I picked up a pair of Dockstars, little low-powered ARM-based devices, and managed to brick them both. One has a broken OS install, the other has a full-on dead bootloader.
My original plan was to place one Dockstar just inside the DSL gizmo (no longer just a modem, alas) to use for DNS, authentication, VPN endpoints, waking ethernet devices, etc. The second’s to become a read-mostly photo and music server and backup host. Right now they’re just taking up space.
One bricked Dockstar just needs a serial console. Not RS-232 but rather a direct 3.3v, three-line UART. The second will need a full JTAG adapter. I actually bricked them a few months ago, but I haven’t had time to consider them until lately. Along comes Sparkfun Electronics’s “Free Day,” and I manage to reach their server just often enough to cover their Bus Pirate clone, a nifty gizmo that has such a UART, supports reconfigurable JTAG, and many other things over a USB connection.
This seems perfect considering the only other affordable JTAG dongles seem to require a parallel port. None of my machines have one. (Progress? sigh.)
Initial pass? Not so good. Something strage was happening just talking to the Bus Pirate. Too many characters were being dropped… but only over one particular USB port on my laptop. Great. Found a possibly busted USB port.
I’m rather out of practice with low-level serial goo, so it took a few hours to upgrade the Bus Pirate’s bootloader and firmware. I also was working with a jury-rigged jumper situation. The Sparkfun clone lacks the easy jumper pins. So I went with the classic paperclip and tape solution. That did make flashing the bootloader a bit worrisome, but now I no longer need the jumper.

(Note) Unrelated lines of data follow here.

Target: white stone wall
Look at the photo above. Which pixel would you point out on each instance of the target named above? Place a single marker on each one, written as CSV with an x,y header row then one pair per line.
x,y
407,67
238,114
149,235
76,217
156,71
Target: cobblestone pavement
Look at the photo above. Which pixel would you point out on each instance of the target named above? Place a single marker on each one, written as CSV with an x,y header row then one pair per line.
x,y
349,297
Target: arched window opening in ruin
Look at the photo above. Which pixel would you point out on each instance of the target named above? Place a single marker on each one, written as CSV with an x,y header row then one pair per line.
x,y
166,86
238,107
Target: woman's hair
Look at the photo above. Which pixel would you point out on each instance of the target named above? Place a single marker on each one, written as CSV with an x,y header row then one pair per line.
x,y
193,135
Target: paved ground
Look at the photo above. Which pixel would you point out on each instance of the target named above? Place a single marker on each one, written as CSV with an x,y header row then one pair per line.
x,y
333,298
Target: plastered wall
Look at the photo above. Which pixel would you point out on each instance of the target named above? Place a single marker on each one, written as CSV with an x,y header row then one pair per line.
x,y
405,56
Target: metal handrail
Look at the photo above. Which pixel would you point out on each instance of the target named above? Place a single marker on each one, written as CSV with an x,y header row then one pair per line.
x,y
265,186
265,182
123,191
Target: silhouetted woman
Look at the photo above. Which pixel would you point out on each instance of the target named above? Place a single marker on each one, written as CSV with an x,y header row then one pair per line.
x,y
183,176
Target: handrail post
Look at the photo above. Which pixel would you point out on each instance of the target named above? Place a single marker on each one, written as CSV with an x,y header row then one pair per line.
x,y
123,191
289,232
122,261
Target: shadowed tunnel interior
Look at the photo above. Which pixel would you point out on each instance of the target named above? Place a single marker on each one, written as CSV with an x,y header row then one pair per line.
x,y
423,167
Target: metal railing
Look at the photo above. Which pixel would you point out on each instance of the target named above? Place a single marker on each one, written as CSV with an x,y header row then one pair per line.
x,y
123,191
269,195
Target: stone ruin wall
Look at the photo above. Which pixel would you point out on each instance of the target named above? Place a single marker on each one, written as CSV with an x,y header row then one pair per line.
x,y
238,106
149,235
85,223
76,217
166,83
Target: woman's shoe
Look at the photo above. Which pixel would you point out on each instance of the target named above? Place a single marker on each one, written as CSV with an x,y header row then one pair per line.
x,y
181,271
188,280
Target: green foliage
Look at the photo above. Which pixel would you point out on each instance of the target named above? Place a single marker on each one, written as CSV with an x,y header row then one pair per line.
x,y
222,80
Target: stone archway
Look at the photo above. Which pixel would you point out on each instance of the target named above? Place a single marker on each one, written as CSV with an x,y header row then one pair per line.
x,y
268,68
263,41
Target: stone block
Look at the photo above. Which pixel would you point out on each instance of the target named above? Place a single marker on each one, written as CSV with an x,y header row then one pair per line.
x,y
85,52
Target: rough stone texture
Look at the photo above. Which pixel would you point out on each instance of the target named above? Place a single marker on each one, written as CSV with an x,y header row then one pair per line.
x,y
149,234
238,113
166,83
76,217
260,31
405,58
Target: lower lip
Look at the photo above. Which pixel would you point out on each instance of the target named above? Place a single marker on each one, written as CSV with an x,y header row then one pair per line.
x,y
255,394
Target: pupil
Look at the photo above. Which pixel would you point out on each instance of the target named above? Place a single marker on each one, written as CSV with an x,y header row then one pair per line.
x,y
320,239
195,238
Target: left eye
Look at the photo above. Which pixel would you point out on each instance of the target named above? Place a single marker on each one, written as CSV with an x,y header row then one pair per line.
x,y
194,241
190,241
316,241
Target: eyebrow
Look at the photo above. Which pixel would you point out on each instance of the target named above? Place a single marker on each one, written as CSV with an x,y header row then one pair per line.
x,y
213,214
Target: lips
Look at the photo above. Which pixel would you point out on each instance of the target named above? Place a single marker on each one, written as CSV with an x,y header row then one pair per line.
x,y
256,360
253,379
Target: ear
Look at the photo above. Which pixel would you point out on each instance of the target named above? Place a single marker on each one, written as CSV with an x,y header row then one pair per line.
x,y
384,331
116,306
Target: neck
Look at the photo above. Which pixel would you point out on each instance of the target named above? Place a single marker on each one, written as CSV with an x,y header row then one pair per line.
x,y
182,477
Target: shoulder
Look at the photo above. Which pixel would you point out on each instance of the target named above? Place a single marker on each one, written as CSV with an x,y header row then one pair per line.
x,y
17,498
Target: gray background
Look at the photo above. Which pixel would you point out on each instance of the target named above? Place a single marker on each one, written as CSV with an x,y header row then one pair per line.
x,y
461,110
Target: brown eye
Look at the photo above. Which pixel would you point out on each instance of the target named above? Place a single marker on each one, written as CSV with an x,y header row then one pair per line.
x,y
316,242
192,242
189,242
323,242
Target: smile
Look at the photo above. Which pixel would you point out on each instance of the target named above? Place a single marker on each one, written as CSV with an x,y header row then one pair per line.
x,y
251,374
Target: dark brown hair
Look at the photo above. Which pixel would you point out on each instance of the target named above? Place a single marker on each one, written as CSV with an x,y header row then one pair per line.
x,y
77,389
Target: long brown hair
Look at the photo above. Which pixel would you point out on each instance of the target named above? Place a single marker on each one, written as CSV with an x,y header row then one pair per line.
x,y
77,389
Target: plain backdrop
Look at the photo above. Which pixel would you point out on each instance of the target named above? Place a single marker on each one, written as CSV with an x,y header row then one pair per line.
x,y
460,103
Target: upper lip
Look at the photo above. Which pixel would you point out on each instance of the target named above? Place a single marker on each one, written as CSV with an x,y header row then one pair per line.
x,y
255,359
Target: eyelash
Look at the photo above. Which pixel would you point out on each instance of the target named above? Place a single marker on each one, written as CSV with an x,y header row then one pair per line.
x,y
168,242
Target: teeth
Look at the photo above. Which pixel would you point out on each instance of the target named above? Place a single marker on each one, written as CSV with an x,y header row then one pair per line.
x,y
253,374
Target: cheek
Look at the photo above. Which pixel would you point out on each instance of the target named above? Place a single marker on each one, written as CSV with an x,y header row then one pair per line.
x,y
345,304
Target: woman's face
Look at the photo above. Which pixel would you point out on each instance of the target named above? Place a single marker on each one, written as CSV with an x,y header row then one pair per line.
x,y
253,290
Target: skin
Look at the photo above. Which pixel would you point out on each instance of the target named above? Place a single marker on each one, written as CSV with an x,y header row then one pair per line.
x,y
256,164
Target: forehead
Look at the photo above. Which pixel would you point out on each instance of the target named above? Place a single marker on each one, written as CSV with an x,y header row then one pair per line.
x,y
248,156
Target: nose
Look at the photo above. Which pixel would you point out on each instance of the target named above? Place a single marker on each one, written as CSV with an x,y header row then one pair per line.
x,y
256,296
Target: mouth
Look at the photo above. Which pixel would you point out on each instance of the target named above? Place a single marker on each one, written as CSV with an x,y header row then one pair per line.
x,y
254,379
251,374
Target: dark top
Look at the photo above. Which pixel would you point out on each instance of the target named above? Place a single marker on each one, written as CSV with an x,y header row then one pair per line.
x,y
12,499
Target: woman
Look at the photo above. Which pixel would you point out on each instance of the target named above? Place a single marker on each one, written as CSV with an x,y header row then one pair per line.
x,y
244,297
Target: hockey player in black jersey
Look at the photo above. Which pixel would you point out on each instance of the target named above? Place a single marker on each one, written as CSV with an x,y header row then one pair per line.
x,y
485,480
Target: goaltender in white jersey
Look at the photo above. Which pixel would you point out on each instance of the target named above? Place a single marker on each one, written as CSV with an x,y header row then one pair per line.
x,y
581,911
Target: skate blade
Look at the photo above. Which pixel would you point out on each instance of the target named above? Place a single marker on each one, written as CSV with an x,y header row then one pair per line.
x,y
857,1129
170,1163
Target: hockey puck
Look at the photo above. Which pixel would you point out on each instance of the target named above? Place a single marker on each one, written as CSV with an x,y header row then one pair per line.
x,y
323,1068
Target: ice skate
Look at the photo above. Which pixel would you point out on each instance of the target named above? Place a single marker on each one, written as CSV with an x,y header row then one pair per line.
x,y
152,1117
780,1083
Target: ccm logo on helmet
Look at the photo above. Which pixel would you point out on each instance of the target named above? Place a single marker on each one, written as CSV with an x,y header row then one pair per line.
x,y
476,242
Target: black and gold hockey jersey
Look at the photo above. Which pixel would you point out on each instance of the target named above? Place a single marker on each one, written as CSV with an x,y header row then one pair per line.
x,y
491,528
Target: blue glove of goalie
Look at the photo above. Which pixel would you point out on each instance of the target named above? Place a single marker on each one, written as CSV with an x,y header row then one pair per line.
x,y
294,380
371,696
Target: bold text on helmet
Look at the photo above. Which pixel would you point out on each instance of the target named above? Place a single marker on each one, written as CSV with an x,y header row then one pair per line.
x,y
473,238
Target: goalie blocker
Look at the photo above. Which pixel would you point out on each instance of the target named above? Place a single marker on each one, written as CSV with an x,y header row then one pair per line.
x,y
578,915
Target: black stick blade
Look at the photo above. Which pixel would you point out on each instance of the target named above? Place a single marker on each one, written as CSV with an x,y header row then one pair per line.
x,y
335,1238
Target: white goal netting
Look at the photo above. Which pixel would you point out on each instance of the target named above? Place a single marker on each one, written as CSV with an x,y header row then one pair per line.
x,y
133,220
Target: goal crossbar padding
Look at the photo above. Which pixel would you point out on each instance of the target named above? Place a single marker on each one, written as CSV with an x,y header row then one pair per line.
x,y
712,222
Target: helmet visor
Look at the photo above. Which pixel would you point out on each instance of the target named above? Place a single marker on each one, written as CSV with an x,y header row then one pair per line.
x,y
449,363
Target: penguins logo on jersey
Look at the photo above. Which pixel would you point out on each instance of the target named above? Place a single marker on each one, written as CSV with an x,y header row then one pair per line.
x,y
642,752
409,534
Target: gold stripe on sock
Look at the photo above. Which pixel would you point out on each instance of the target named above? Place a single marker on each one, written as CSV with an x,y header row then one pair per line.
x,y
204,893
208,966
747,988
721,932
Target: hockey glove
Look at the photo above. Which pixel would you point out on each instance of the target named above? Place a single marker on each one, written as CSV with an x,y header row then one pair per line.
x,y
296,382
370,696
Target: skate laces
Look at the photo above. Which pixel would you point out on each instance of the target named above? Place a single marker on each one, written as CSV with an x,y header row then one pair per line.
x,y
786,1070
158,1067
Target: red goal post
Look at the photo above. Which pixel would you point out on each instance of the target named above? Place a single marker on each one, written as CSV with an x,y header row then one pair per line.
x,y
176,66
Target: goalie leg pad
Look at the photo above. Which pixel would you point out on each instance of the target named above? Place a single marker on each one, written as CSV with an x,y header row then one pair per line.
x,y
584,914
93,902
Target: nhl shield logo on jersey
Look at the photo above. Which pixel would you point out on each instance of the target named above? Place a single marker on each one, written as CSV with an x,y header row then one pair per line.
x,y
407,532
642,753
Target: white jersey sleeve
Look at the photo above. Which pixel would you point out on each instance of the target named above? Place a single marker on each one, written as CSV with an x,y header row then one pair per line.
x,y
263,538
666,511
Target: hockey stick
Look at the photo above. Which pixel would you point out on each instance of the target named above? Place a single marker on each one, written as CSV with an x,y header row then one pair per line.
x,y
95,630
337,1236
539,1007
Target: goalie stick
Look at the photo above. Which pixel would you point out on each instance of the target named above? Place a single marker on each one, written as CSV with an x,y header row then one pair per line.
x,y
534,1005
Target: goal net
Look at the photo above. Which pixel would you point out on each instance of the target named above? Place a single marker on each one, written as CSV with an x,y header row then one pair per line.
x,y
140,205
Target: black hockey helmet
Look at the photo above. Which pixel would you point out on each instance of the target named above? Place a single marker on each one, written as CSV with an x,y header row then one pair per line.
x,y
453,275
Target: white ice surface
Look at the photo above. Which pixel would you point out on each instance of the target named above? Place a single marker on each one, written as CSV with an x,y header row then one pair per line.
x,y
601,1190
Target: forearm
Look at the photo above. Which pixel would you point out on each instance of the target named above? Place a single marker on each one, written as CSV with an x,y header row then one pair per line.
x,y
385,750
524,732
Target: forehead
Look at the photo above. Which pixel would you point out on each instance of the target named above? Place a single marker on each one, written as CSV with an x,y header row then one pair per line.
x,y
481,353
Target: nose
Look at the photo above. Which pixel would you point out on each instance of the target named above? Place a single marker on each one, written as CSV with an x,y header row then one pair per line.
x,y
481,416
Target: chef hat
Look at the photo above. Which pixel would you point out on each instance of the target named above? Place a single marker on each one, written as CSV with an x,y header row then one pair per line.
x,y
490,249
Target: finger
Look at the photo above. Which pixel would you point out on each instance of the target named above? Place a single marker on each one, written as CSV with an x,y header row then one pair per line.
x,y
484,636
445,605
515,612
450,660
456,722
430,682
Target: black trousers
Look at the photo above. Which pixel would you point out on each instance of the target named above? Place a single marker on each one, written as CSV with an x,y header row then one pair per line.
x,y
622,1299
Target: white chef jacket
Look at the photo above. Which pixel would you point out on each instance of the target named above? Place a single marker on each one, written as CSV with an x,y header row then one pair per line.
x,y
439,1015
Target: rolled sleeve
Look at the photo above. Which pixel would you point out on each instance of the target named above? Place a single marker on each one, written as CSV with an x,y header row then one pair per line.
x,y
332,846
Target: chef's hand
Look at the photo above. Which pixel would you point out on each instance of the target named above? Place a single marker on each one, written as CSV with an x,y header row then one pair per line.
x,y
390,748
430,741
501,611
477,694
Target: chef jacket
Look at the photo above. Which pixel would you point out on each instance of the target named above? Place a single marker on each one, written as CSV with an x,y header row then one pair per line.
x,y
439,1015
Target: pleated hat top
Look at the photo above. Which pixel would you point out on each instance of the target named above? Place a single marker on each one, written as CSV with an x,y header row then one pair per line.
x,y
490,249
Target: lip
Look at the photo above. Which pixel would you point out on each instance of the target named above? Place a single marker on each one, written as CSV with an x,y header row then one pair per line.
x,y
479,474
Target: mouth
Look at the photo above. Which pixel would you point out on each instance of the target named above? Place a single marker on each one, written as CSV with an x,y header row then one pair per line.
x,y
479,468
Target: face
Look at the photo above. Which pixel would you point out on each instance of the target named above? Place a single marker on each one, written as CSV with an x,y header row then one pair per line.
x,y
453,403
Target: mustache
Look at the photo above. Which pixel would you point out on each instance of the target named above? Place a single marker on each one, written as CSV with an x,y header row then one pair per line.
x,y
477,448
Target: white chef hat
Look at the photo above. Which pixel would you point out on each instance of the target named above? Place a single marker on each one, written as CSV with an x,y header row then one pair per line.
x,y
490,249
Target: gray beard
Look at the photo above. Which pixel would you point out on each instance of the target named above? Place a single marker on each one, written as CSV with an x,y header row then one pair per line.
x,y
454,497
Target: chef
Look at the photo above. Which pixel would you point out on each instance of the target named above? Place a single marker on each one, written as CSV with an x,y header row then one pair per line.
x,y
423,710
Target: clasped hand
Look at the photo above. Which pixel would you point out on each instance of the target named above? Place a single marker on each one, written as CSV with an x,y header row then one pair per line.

Now I’m facing dropped and mangled characters coming from the Dockstar. I’m not entirely sure which Dockstar I played with today, so that might be a symptom of a corrupted u-boot on the Dockstar’s side, or it might be a problem with the Linux USB tty driver in my rc kernel. But there’s a similar report in the Bus Pirate support web goo thingy that looks unresolved. We’ll see.
It’d be nice to turn off my desktop when I’m not home while still being able to start it when I need it.